Scott raised an eyebrow. "Do you want an itemized list?"

"No. I'm sure you have one. I think at the bottom of it it probably adds up to 'because it's impossible'. But we do the impossible all the time. And if we can't even play nicely with the rest of the world, how do we live with them?" Lorna tipped her sunglasses up into her emerald green hair and raised an eyebrow right back at Scott, "One of these days, we're not going to be asking that question for the students. We'll be asking it for your kids. For mine. I'm not okay with the idea of raising children here."

"I've noticed when you get into discussions like this that you're long on opinions and short on solutions." Scott's voice was mild, unbothered. "You pound home your point and then leave the ball in the other person's court."

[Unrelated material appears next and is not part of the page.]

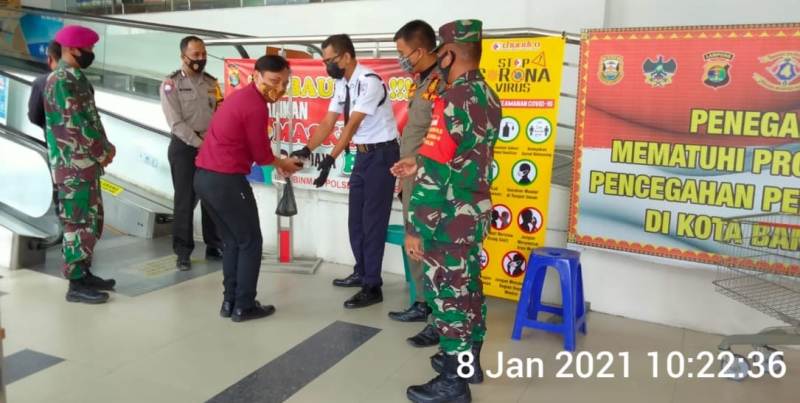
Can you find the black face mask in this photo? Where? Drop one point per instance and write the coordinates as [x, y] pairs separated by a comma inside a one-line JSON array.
[[446, 70], [85, 59], [334, 70], [197, 65]]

"I'm just a cook. I can propose an open house, offer to make food, but there's not a whole lot I can do elsewise. My ability to effect change is quite a bit smaller than yours." Lorna rolled her shoulder and flicked her hand at the picnic lunch, "I can do this. Take them out of their lunchroom and put them in the sunlight. I can send my Advanced students to Serv Safe courses out of the school. But I can't put together a soccer team or open the school to more students."

"That was a very elegant passing of the buck. I give it a perfect 6." Scott set his plate down and picked up the iced tea he'd left sitting on the edge of the table. "Since you don't want to hear my defeatist itemized-list-making talk, go see Charles when you get back. Maybe the two of you can conquer the practicalities through sheer force of vision."

Lorna sighed and shook her head. "That's the only way the impossible ever gets done. By picking a goal and going there." She got up and cleared away her half-eaten salad, "Enjoy your lunch."

"Commentary from the sidelines accomplishes nothing, Lorna. You might want to keep that in mind," Scott said, and sipped at his iced tea, reflecting that she really had made sure that the conversation stayed well away from Alex. "And if you thought 'Talk to Charles' was a brush-off, think again. Just because I've run into obstacles doesn't mean that someone else would."

Lorna turned back, regarding Scott with a little smile. "I'll work on a proposal," she said finally and walked away.